Ben onu fark edene kadar çocuğun vücudu tamamen elektriğe dönmüştü ve benimki de yavaş yavaş dönüşüyordu. Herhangi bir acı hissetmiyordum. Ama onun dediğini yapmayıp gözlerimi kapamadı ve aniden her yer beyazlaştı. Görememeye başladım. O an olan şey, o kadar hızlı gerçekleşmişti ki, gözümün önüne aniden fener tutup çekmişler gibiydi.

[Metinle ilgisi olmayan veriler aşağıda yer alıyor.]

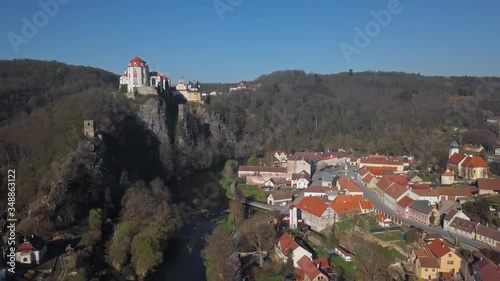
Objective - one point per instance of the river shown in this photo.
(182, 259)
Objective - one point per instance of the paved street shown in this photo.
(371, 195)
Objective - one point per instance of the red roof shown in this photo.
(475, 162)
(347, 184)
(287, 242)
(382, 160)
(456, 158)
(313, 206)
(396, 190)
(438, 248)
(379, 171)
(488, 184)
(405, 202)
(309, 269)
(368, 178)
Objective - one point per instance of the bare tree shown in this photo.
(260, 235)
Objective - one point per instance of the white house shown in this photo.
(300, 181)
(452, 214)
(286, 245)
(31, 251)
(280, 198)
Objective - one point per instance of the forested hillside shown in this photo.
(393, 113)
(29, 84)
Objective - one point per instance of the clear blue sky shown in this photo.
(187, 37)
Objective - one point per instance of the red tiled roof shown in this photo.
(455, 191)
(313, 206)
(405, 201)
(380, 161)
(429, 262)
(488, 184)
(262, 169)
(456, 158)
(433, 192)
(349, 185)
(287, 242)
(368, 178)
(438, 248)
(378, 171)
(488, 232)
(420, 186)
(395, 191)
(309, 269)
(474, 162)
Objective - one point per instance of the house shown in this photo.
(296, 165)
(324, 267)
(488, 186)
(402, 206)
(301, 180)
(275, 182)
(327, 179)
(474, 167)
(381, 161)
(369, 181)
(447, 177)
(472, 148)
(281, 156)
(464, 227)
(319, 214)
(316, 213)
(427, 267)
(317, 191)
(488, 235)
(452, 214)
(348, 187)
(287, 245)
(310, 271)
(423, 211)
(449, 262)
(393, 194)
(344, 253)
(431, 195)
(280, 198)
(260, 174)
(31, 251)
(415, 180)
(453, 193)
(383, 221)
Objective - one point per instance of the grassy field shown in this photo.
(389, 236)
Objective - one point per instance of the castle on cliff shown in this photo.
(138, 76)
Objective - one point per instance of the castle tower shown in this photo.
(138, 74)
(293, 217)
(454, 147)
(89, 128)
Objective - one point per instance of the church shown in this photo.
(139, 77)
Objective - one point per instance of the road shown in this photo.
(370, 194)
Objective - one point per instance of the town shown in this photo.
(317, 193)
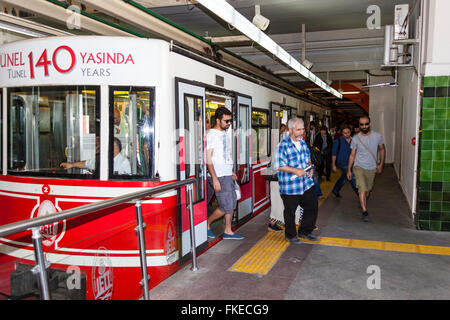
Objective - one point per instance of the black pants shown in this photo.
(308, 201)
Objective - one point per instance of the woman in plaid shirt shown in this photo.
(296, 185)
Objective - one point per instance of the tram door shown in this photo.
(276, 123)
(192, 162)
(243, 115)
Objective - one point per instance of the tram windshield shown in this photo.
(50, 126)
(133, 132)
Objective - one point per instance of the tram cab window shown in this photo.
(260, 134)
(132, 127)
(50, 126)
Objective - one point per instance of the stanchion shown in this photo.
(40, 267)
(192, 227)
(142, 251)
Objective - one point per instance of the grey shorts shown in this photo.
(364, 178)
(227, 195)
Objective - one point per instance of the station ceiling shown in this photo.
(338, 41)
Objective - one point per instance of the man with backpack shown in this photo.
(365, 147)
(340, 154)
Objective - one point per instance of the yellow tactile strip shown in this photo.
(381, 245)
(263, 255)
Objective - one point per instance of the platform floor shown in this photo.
(386, 258)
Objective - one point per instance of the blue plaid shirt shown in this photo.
(289, 156)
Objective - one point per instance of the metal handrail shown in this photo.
(35, 223)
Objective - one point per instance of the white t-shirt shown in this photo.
(364, 158)
(222, 159)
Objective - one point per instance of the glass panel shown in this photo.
(260, 118)
(133, 132)
(53, 131)
(260, 134)
(244, 148)
(194, 143)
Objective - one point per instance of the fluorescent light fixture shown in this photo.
(260, 21)
(307, 64)
(350, 92)
(227, 13)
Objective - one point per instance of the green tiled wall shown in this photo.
(434, 184)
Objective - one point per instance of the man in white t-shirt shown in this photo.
(121, 163)
(219, 162)
(364, 149)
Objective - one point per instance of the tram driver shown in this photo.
(121, 163)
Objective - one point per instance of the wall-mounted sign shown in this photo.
(82, 60)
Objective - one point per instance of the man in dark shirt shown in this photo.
(340, 155)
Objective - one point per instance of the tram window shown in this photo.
(132, 127)
(194, 151)
(260, 134)
(53, 131)
(244, 144)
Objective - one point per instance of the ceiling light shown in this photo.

Gözümdeki parlama gidince kendimi bir ara sokakta buldum, küçük ve dar bir ara sokağın çöp kutusunun arkasında. Tekrar görmeye başladığımda aniden duvara yapıştım ve şok oldum. Çok fazla olmasa da bir baş ağrısı oluştu kafamda. Duvara yapıştıktan sonra yavaşça yere indim, sırtımı duvara sürterek.
Tam olarak yere oturduğum da ise Burak, karşımda durup bakıyordu bana "Sanırım gözlerini kapamadın. Yoksa şu an normal halinde olurdun. Neyse, az önce vücudun gerçek anlamda elektriğe dönüştü ve tekrar eski haline geldi. Sadece o da değil, hayatın boyunca ulaşamayacağın bir hıza çıktın. Seni aldığım yer ile buranın arasında uzun bir yol var. Ama şanslısın ki, uzun da bir elektrik kablosu vardı" diyen Burak, elindeki buz mavisi tespihi cebine koydu ve lafına devam etti.
"Elektriğe formuna dönüştükten sonra elektrik hattının içine girip buraya kadar geldik" derken, onun lafını böldüm. Derin nefes alıp verirken, alnımdan aşağı, damla damla terler akarken, başımın ağrısı ile sadece bir soru sorabildim "Mersa'yı kurtardın mı? Benim en iyi arkadaşım" diyebildim. Sonra da kafamı duvara yasladım. O an, duvarın ne kadar kirli olup olmadığı önemli değildi. Sadece, yaşadığım bu garip deneyimi atlatmaya çalışıyordum.
"Mersa'nın kim olduğunu biliyorum. Ne yazık ki orada yoktu ama. Onu kurtarmayı da umarak girdim mekana, ama sadece senin olduğun oda boştu. Orada olmadığına eminim, insanların içindeki elektriği hissedebiliyorum. Oradaki bütün insanları hissettim. O da orada olsa, anlardım. Ama orada değildi" dedi Burak. Ben ise adeta sarhoş olmuş gibi bakıyordum etrafa, kafam yerinde değildi.
O an, düşünebildiğim tek şey vardı, o da Mersa idi. Onu kurtarmak istiyorsam, taşı bulmak zorunda idim. Belki Samuel'in aklına giremedim, ama Mersa'yı kaçırdığına emindim. Çünkü Samuel'in davranışlarını tahmin etmek zor bir şey değildi.